Data Sheet 1_Too soon to switch? Early TKI switching vs. continuous monotherapy: long-term outcomes in chronic myeloid leukemia.pdf

BackgroundEarly switching of tyrosine kinase inhibitors (TKIs) in chronic myeloid leukemia (CML), particularly within the first 3 months of initiation, may indicate intolerance or suboptimal response. However, the long-term clinical impact of such early modifications remains uncertain. This study compares outcomes between patients who switched early and those who remained on their initial TKI. MethodsWe used data from the TriNetX US Collaborative Network to compare matched cohorts of early switchers and long-term non-switchers for imatinib (n=349 vs. n=4,579), dasatinib (n=377 vs. n=2,849), and nilotinib (n=114 vs. n=1,308). Patients were followed for 3 and 5 years. Outcomes included mortality, cardiovascular complications, diabetes, thromboembolic events, hospitalizations, and ICU admissions. The analysis period began immediately after the TKI switch for switchers. To minimize bias and ensure correct outcome attribution, patients who had any of the outcomes before switching were excluded from both cohorts. Propensity matching and logistic regression were applied to estimate risk ratios (RRs) with 95% confidence intervals (CIs). ResultsEarly switch from imatinib was associated with significantly higher 5-year mortality (24.0% vs. 11.9%; RR = 2.03, 95% CI 1.43–2.87, p < 0.001).
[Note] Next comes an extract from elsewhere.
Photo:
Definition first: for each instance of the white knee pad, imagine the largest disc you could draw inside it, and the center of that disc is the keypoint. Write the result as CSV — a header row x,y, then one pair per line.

Increased rates of heart failure were observed at both 3 years (10.8% vs. 5.4%; RR = 1.99, p = 0.015) and 5 years (12.1% vs. 7.3%; RR = 1.65, p = 0.046), alongside higher hospitalization (27.9% vs. 16.5%; p = 0.019) and ICU admissions (11.9% vs. 7.0%; p = 0.033). Dasatinib early switchers had worse 5-year mortality (21.1% vs. 14.0%; RR = 1.51, p = 0.011) and more frequent heart failure at 3 years (12.1% vs. 6.7%; RR = 1.80, p = 0.020). ICU admission was also significantly elevated at both 3 years (17.3% vs. 9.2%) and 5 years (19.9% vs. 10.3%; RR = 1.88, p = 0.002). Among nilotinib users, early switching resulted in a non-significant increase in 5-year mortality (20.2% vs. 11.5%; RR = 1.75, p = 0.074) but was linked to significantly higher ICU admissions at 5 years (19.4% vs. 9.3%; RR = 2.10, p = 0.033). ConclusionsEarly switching from first-line TKI therapy in CML is consistently associated with worse survival and greater complication rates across multiple agents. These results emphasize the need for cautious decision-making and close monitoring when considering early changes to frontline therapy.